She sat up beside him, her slender figure swaying a little with the motion of the cart, and looked about her with a light in her grey eyes that seemed the reflection of her mood. He thought her chatter artificial; but it was genuine enough. She always felt more than her usual sense of irresponsibility with him in their afternoon drives. The world lay all about them and lightened their relation; he became, as a rule, the person who was driving, and she felt at liberty to become the person who was talking.

“There!” she exclaimed, as three or four coolie women filed, laughing, up to a couple of round stones under a pipal tree by the roadside, and took their brass lotas from their heads and carefully poured water over the stones. “Fancy one’s religious obligations summed up in a cooking-potful of Hughli water! Are those stones sacred?”

“I suppose so.”

“The author of ‘The Modern Influence of the Vedic Books,’” she suggested demurely, “should be quite sure. He should have left no stone unturned.”

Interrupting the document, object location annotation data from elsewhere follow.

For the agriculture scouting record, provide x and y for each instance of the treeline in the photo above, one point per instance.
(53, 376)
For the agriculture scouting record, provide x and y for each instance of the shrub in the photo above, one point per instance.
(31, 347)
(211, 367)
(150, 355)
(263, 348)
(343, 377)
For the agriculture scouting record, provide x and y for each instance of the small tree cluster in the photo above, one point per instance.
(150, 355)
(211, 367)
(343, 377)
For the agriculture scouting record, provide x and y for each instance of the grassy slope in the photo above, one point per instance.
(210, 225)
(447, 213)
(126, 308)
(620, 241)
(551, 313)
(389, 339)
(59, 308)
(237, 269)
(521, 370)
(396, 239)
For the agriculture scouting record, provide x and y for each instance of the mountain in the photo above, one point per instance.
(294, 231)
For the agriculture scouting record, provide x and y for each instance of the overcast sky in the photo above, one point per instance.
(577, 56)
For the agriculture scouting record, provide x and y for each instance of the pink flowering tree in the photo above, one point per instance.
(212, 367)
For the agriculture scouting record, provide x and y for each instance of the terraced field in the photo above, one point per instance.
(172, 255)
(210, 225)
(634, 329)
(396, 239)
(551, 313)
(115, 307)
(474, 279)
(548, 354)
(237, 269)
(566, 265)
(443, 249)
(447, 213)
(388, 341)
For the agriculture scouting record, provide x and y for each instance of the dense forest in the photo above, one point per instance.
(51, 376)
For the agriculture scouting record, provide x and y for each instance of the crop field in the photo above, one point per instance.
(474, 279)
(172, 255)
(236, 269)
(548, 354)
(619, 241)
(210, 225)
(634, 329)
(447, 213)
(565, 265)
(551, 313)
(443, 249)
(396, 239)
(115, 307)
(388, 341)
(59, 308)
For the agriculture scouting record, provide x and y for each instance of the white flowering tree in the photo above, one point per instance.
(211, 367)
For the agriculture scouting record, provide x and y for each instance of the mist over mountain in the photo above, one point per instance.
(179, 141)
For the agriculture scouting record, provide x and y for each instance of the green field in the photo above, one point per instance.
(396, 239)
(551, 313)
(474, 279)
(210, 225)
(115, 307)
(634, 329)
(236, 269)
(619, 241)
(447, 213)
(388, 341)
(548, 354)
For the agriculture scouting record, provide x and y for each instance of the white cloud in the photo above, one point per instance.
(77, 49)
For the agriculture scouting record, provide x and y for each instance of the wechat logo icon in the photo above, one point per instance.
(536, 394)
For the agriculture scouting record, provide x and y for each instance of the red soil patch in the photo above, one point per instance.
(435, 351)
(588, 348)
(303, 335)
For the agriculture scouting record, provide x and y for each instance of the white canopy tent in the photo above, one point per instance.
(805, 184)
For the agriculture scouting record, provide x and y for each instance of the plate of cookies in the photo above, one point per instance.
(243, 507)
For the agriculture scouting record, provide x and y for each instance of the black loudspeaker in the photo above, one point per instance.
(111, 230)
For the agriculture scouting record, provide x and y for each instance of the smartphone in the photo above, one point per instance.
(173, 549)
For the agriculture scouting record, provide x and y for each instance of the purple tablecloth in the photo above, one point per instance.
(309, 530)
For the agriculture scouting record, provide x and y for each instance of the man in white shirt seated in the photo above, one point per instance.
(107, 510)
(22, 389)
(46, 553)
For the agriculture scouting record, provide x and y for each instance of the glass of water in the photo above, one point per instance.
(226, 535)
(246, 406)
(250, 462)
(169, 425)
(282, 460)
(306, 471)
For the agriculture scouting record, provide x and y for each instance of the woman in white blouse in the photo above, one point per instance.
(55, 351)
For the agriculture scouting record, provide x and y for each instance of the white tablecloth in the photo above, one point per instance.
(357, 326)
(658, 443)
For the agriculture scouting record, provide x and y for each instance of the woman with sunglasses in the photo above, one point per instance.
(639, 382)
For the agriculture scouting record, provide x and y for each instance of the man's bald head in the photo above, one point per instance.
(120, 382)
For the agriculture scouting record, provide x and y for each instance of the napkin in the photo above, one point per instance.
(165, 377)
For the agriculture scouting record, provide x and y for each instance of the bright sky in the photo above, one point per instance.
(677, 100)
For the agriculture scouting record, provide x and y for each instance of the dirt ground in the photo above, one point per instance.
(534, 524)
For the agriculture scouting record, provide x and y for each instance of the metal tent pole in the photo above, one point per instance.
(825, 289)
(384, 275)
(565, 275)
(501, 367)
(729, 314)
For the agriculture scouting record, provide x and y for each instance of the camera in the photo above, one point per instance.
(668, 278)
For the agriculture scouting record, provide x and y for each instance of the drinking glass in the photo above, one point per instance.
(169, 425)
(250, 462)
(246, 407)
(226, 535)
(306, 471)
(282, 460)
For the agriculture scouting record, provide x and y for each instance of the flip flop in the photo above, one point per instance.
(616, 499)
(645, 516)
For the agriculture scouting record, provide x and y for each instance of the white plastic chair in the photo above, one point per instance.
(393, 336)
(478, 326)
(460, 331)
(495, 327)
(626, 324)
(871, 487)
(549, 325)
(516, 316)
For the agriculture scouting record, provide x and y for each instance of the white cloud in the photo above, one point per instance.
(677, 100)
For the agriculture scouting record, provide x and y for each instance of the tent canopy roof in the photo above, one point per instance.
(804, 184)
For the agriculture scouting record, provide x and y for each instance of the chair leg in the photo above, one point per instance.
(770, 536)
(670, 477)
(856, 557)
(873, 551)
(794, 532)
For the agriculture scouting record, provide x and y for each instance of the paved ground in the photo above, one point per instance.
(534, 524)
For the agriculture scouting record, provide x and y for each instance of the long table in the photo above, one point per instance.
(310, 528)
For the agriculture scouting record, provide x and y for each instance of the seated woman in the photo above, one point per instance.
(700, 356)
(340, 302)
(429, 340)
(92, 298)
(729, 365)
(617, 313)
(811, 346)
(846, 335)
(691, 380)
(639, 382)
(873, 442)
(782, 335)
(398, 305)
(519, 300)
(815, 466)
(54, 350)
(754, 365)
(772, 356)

She regarded him for a moment, and, observing his preoccupation, just perceptibly lifted her eyebrows. Then she went on: “But perhaps big round stones under pipal trees that like libations come in the second volume. When does the second volume appear?”

“Not until Sir Griffiths Spence comes out again and this lunatic goes back to Hassimabad, I fancy. I want an appropriation for some further researches first.”

The most enthusiastic of Mr. Ancram’s admirers acknowledged that he was not always discreet.

“And he won’t give it to you—this lunatic?”

“Not a pice.”

“Then,” she said, with a ripple of laughter, “he must be a fool!”